Timing profile of voice recognition.
To further investigate the gains from the proposed approach, four other experiments were conducted to verify the effectiveness of the proposed approach in noisy conditions. In these experiments, the noise types listed in Table 4 were employed by adding each type of these noise to the clean spoken commands at four signal-to-noise ratios (SNRs), which are 20dB, 15dB, 10dB, and 5dB [40]. The proposed approach along with the four other approaches where incorporated in these experiments.
Noise types of NoiseX92 dataset
Noise types of NoiseX92 dataset
Tables 6 present the average performance of the five decoding approaches in noisy conditions. Noises are added at 20dB and 15dB SNR levels and average evaluation results are recorded in Table Table 5. In addition, noises are added at 10dB and 5dB SNR levels and and results are presented in Table 6. As shown in these tables, the performance of the proposed approach significantly outperforms that of the other approaches for all noise types at different SNR levels. These results can be viewed as a significant emphasis of the appropriateness of the proposed approach under adverse conditions.

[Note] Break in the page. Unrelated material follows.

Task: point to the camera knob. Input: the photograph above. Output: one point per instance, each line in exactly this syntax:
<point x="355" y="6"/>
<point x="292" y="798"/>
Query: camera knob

Speech recognition results in noisy condition (20dB and 15dB)
Speech recognition results in noisy condition (10dB and 5dB)
The recognition accuracy is measured in terms of WER and the evaluated accuracy is recorded in Fig. 13. The results presented in this figure emphasize the effectiveness of the proposed approach in recognizing the spoken commands in clean environment as well as in noisy conditions when compared with the four other approaches namely, large WFST, FSG, SVM, and SVM-DTW. Although recognition accuracy of SVM-DTW is also high, it suffers from a critical problem, which is the addition of new commands which may require re-training of the whole system. On the other hand, as the number of commands increases, the performance of that approach decreases.

WER of voice recognition in clean and noisy conditions.
This paper proposed a new approach for developing customized voice recognition system for controlling IoT devices and services. The proposed approach is based on extracting tiny decoding graph from a large decoding graph for achieving high recognition accuracy in real-time to improve user experience. The large decoding graph is proposed to be hosted on a cloud server and accessed only when adding new devices to the IoT environment or when a user decided to customize the commands used for controlling IoT devices. On the other hand, the tiny decoding graph is proposed to be hosted on the smartphone and thus the voice recognition process can be completely run locally of the smartphone. The evaluation of the proposed approach emphasized the effectiveness of the propose approach when compared with four other competitive approaches in terms of the accuracy of voice recognition, the real-time factor, and the processing resources required to the run the proposed system. An important advantage of the proposed system, when compared with others, is that it can be easily customized without re-training the models. An extension of this work would be using developing a hybrid approach based on deep learning techniques along with the proposed approach to alleviate the overall recognition accuracy. In addition, an investigation on the effect of multiple types of noise on the effectiveness of the proposed approach will be considered in our future directions.